Acusados e acusadores lavaram-se na sujeira

MARCELO COELHO
COLUNISTA DA FOLHA

O que começou como uma récita de gala para Roberto Jefferson terminou com cenas de inacreditável imundície. Quem viu aquilo pela TV só pode concluir que uma cassação em massa, por falta de decoro parlamentar, será pouco para preservar as instituições democráticas.
Acusadores e acusados, denunciadores e denunciados, lavaram-se na própria sujeira. Ironicamente, o presidente do PTB saiu da sessão como um reformador dos costumes parlamentares na mesma medida em que escancarava as negociações de que participou. Roberto Jefferson surgiu em cena como se fosse o quarto tenor -uma espécie de Plácido Domingo, capaz de apresentar um recital cheio de notas agudas, gestos calculados, súbitos arroubos; e, como em certos espetáculos de ópera para o público, uma postura corporal solene e controlada não exclui seus laivos de breguice.

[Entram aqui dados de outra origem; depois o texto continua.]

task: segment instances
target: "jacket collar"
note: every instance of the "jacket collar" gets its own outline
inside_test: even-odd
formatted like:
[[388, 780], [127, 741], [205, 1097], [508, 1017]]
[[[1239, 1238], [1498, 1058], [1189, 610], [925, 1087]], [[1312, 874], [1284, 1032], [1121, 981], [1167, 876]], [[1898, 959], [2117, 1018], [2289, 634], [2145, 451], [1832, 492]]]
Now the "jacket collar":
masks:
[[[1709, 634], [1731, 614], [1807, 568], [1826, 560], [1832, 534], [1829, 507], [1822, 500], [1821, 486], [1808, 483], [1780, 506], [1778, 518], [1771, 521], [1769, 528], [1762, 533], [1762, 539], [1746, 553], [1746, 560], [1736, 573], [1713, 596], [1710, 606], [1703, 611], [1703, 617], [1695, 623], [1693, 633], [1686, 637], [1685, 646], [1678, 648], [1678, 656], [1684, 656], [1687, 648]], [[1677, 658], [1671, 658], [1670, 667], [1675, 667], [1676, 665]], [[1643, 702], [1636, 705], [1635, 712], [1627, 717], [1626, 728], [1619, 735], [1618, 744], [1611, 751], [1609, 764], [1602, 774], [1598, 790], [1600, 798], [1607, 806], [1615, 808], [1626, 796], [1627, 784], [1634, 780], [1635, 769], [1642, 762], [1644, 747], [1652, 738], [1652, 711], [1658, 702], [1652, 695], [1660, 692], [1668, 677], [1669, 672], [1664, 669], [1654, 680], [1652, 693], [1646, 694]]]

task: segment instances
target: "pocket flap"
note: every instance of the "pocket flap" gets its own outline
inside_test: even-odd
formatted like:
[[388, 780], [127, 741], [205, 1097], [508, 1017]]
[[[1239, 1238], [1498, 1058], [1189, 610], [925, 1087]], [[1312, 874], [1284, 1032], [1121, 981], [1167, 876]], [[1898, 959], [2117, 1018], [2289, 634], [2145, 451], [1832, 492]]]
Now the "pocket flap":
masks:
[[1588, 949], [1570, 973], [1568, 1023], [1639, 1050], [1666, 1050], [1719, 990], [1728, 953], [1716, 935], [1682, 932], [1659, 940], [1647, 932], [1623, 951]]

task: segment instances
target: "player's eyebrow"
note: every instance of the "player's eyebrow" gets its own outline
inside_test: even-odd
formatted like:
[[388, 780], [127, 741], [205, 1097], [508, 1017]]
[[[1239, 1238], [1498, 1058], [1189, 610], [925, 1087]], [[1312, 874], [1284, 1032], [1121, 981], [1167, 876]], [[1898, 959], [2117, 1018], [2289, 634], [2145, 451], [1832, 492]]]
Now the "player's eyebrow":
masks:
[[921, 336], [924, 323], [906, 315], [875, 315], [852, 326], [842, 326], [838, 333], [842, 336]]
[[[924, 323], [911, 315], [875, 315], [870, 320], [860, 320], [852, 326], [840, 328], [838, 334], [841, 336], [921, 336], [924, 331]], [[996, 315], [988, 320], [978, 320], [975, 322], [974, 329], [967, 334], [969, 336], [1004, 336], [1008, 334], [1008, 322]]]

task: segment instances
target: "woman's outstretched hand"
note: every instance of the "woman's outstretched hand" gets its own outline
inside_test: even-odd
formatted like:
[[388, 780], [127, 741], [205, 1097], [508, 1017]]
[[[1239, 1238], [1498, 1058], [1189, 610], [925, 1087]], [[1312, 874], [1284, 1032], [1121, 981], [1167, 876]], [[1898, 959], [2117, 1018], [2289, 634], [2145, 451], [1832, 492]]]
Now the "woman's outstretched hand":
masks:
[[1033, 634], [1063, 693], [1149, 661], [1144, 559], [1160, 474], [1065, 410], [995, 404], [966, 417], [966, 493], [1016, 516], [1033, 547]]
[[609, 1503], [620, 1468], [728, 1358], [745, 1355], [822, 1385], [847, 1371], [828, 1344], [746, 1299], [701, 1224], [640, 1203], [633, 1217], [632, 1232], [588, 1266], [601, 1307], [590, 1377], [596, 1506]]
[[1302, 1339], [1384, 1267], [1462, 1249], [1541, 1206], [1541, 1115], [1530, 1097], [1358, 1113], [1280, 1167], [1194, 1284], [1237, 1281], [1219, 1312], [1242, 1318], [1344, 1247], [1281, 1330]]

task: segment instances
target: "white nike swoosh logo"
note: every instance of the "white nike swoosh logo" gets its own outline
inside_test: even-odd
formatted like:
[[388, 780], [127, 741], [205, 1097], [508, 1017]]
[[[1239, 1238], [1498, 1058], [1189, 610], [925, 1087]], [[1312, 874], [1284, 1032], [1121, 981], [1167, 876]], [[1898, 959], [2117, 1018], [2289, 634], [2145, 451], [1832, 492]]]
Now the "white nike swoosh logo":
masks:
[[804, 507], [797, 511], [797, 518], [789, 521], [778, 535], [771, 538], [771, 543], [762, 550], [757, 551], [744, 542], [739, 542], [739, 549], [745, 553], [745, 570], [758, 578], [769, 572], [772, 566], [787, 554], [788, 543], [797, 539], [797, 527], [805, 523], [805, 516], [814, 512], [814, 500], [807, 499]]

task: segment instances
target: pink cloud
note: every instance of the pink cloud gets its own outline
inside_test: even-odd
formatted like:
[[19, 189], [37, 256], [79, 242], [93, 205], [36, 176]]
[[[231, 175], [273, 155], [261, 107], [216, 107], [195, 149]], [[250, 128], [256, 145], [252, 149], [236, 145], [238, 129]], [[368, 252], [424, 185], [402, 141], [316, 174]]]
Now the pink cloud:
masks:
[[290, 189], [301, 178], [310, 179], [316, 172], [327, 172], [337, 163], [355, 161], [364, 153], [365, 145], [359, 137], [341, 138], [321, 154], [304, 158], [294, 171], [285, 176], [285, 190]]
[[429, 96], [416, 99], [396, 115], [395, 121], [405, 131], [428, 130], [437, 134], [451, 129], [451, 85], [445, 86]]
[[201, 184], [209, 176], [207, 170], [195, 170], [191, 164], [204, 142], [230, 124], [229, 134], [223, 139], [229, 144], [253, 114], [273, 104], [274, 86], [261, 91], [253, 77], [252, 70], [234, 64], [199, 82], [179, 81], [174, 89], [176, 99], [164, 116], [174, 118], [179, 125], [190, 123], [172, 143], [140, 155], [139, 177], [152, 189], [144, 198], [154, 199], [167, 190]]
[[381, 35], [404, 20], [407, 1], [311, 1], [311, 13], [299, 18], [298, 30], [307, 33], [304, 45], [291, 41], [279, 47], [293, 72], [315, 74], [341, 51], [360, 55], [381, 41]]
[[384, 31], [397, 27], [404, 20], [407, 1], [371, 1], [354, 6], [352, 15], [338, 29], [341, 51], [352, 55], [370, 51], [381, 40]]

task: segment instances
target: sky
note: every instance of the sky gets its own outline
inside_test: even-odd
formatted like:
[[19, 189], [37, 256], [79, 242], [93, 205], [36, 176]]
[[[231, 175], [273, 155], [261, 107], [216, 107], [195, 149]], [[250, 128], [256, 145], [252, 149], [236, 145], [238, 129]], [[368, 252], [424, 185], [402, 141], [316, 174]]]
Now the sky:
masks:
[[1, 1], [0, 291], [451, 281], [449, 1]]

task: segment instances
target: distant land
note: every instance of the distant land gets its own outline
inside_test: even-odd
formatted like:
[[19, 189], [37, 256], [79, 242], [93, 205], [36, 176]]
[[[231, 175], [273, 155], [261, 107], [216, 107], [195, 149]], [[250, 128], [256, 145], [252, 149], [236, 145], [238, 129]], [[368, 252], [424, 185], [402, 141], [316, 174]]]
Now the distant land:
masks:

A turma do Zé Dirceu "não tem coração", chegou a dizer o presidente do PTB. "Não tenho provas, só tenho provações", disse, com voz moderadamente patética. O recurso de oratória mais freqüente, no discurso inicial, foram as apóstrofes dirigidas a personagens ausentes. "Zé Dirceu", provoca, "sai daí rápido, Zé!"
Os nomes dos envolvidos eram pronunciados como se sua mera menção fosse capaz de explicar tudo: "conversei com o doutor Delúúúbio...". "Deputado Sandro Mabel. Deputado José Janene. Bispo Rodrigues." Membros do PL eram citados com o tom de voz de quem os "conhece muito bem", "sabe muito bem do que são capazes" etc. Contra o presidente do PL, Valdemar da Costa Neto, o olhar fixo de ódio fazia lembrar o Jefferson dos tempos de Collor - "o escorraçado", como disse o petebista, evitando, dessa vez, pronunciar um nome próprio.
Sem provas, o depoimento de Jefferson intensificou, para as câmeras de TV, o tom de ameaças ao mesmo tempo genéricas e específicas que caracterizou suas entrevistas à Folha. Tudo bem: Jefferson diz que o caso das mesadas a parlamentares terminará sendo provado ao longo da CPI. Não duvido dessa possibilidade, e qualquer tentativa de abafar as investigações (e punir Jefferson) seria um escândalo ainda maior que os apontados até o momento.
Mas um escândalo parece engolir o outro, e Roberto Jefferson diz que, em determinada reunião com José Genoino e o "doutor Delúbio", foram disponibilizados milhões de reais para as campanhas municipais do PTB; e que, diante de "duas malas enormes", com notas de R$ 50 e R$ 100, perguntou ao presidente do PT: "Genoino, como é que a gente vai fazer para justificar esse dinheiro?"
É espantoso. Fico também perplexo quando Jefferson lembra casos em que a imprensa -em especial a revista "Veja"- destruiu, a seu ver de modo calunioso, reputações de políticos como Ibsen Pinheiro e Roberto Cardoso Alves. Mas não foi a ponto de dizer o mesmo de Collor, a quem defendeu com tanta ênfase. É como se quisesse mergulhar o passado num dilúvio de lama nova.
Depois de um espetáculo bem ensaiado, tivemos o improviso -e uma amostra do grau de baixaria que virá por aí-, no bate-boca entre Jefferson e o presidente do PL, Valdemar da Costa Neto. Deste, o petebista disse "respeitar os gostos", chamando-o de mulherengo e jogador.
Foi só o primeiro episódio de uma série inacreditável de obscenidades políticas, desmoralizações mútuas, escancaramentos de acordos, gozações em torno de quem levou mais e quem está por receber. Quando o deputado Sandro Mabel, do PL, já avançados os debates, fez o seu discurso inflamado, já estávamos diante de um dos dias mais deprimentes da história política republicana.